Federal Reserve Board Efforts to Control Access to Buildings and Open Meetings The Board of Governors of the Federal Reserve System may, consistent with its obligations under the Government in the Sunshine Act, place observers of an open meeting of the Board in a separate room to watch the meeting on closed-circuit television. It is permissible under both the Sunshine Act and the Privacy Act for the Board to require disclosure of personal information and satisfaction of a security check as a condition of entering the Board’s buildings for access to the separate room to observe an open meeting.

July 9, 2002

MEMORANDUM OPINION FOR THE GENERAL COUNSEL BOARD OF GOVERNORS OF THE FEDERAL RESERVE SYSTEM

This memorandum responds to your request for our opinion regarding the permissibility, under the Government in the Sunshine Act (“Sunshine Act”) and the Privacy Act, of certain actions that might be taken by the Board of Governors of the Federal Reserve System (“Board”). 1 You have asked two questions: First, may the Board place all members of the public who wish to observe an open meeting of the Board in a room that is physically separate from the meeting room, where they can observe and listen to the meeting by closed-circuit television? Second, may the Board screen all members of the public seeking entrance to a Board building to observe an open meeting of the Board, by obtaining personal information and conducting a security check, and refuse admission to those who either refuse to give the information or fail the security check?

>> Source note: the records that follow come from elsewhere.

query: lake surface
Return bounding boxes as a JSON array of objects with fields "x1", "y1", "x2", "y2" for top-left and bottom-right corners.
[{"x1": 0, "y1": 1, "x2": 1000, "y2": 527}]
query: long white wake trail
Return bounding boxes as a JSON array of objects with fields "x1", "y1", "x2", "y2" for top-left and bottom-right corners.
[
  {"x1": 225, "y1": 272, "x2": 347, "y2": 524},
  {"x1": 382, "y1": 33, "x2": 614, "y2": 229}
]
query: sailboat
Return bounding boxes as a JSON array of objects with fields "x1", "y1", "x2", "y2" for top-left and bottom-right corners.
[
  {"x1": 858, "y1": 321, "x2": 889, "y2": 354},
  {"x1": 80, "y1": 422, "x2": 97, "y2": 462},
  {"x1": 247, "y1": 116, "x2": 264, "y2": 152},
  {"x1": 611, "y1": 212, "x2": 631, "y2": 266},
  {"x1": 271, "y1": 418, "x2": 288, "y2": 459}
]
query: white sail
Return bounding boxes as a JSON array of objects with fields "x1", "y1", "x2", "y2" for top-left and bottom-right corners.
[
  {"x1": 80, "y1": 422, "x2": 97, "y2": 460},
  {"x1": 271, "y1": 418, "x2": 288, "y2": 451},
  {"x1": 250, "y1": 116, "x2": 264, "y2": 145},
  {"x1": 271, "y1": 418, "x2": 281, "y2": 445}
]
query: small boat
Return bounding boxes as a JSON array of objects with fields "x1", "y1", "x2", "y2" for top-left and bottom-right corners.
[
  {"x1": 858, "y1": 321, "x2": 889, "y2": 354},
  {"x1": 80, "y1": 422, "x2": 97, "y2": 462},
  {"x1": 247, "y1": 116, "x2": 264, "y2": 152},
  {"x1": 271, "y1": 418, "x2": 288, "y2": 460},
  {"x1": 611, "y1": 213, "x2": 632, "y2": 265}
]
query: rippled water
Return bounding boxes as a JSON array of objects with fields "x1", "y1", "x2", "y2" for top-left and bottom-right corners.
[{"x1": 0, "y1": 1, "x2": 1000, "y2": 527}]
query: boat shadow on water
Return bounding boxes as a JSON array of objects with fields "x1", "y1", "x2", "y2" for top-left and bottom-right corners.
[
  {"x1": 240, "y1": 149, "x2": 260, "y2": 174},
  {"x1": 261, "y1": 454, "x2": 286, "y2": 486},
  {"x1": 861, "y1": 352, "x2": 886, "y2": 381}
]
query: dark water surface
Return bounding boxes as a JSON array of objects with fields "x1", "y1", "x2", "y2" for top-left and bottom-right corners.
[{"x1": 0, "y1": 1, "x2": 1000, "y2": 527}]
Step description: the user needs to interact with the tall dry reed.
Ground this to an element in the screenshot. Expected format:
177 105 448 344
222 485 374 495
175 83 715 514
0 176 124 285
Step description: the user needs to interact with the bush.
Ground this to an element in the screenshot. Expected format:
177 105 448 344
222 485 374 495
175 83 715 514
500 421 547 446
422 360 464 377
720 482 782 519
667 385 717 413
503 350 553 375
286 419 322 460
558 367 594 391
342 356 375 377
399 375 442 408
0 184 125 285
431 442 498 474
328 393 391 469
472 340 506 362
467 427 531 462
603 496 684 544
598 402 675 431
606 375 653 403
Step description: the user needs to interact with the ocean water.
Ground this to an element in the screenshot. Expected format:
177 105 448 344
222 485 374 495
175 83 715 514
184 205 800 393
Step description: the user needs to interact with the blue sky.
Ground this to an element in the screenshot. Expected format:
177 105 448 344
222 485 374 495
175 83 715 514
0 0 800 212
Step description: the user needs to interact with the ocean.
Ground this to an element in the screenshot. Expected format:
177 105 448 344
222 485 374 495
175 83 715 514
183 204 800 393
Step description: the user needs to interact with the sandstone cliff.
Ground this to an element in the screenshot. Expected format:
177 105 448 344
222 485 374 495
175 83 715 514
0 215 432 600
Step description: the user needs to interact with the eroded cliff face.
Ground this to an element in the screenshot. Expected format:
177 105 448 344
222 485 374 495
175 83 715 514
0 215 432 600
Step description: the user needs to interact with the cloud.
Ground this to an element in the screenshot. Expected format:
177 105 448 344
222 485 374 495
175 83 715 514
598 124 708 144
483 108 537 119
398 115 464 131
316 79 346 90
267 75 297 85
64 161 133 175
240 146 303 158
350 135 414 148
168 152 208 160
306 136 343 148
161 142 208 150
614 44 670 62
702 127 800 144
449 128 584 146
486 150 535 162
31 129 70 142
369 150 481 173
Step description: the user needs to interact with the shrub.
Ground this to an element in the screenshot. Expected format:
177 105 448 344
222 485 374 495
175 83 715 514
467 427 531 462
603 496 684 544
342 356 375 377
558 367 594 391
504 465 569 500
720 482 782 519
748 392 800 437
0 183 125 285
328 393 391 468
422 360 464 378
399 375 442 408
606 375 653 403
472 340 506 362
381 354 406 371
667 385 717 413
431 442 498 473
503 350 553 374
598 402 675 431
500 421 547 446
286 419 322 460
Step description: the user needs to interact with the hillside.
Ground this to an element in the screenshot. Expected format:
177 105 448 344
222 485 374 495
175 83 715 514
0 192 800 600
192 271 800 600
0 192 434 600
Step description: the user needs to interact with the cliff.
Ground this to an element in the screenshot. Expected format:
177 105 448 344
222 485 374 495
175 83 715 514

We conclude that it would be permissible under both the Sunshine Act and the Privacy Act for the Board to engage in these actions.

I.

“Because of its status as the world’s most important central bank, the promi- nence of its Chairman, and the hugely adverse consequences to the United States and world economies that could result from an attack on the Federal Reserve, the Board . . . has significant security needs.” Board Letter at 2-3. These needs have led the Board to consider adopting the measures outlined above. As part of its duties, the Board conducts open meetings to discuss the country’s economic health and to determine what actions, if any, must be taken to address inflation, unemployment, or other economic concerns. The Board is considering

1 See Letter for Paul Colborn, Special Counsel, Office of Legal Counsel, from J. Virgil Mattingly, Jr., General Counsel, Board of Governors of the Federal Reserve System (Apr. 10, 2002) (“Board Letter”).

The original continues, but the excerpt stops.